What are the symptoms?

In the early stages, animals may be excitable or twitchy, but this rapidly changes and animals become dull and unable to stand.

If left untreated, they will rapidly deteriorate and will go on to die of heart failure.

All the signs are caused by problems with muscles and nerves.

The cow is unable to stand and needs rapid treatment or it will die.

The disease may also affect sheep but it is generally far less marked and frequently occurs in conjunction with other deficiencies.

What are the long-term impacts of milk fever?

As well as the obvious costs of treatment – and possibly the loss of a cow – the disease has many hidden costs.

Cows that suffer with milk fever are likely to have more problems with infertility, mastitis and metritis following the disease and milk yields are frequently affected.

Treating the milk fever itself may just be the tip of the iceberg in terms of costs.

It is hard to know accurately how common this disease really is in the UK.

Some herds suffer very badly with the disease, while others only rarely see a case – and sometimes it is hard to find an obvious difference between the two.

How can you prevent milk fever?

There are some important measures that may help prevent milk fever. We know that if a cow is kept on a diet that is low in calcium during the dry period, especially the late dry period, her mechanism for maintaining blood calcium will be on full alert and so should kick in at the first sign of trouble. 

In cows that have a diet rich in calcium during the dry period, the systems may have got a bit lazy and so may take a few hours to start working when the sudden demand for calcium starts.

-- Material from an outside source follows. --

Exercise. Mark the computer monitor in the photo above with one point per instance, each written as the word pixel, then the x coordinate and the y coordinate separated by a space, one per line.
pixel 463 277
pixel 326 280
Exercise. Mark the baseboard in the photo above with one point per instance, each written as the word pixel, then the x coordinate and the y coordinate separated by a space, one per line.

In the few hours it takes for these systems to start working properly there may be a very sudden and dangerous drop in blood calcium and hence we see a case of milk fever.

It is really important to take expert advice on how best to feed dry cows.

Minerals designed for milking cows frequently have high levels of calcium, but if these are fed to dry cows they may cause problems – so it is important to check this aspect of the diet very carefully.

The practice of running in a bottle of calcium to high-risk cows to be on the safe side should be avoided whenever possible.

It may seem an obvious course of action to take with cows where there is known to be a problem, but this can give rise to a situation where the cow’s own calcium control systems get confused – they think there is plenty of calcium available and so they become less active, making the problem worse in the hours ahead.

Where milk fever seems to be a recurrent or ongoing problem, it is really important to get some expert advice and investigate where things may be going wrong.

Careful attention to dry cow management and feeding is essential and expert advice should be sought before making any changes.

There are a number of products available, which may help in preventing milk fever. But it is always important to take expert advice before using these to ensure they are appropriate and cost-effective for your own situation.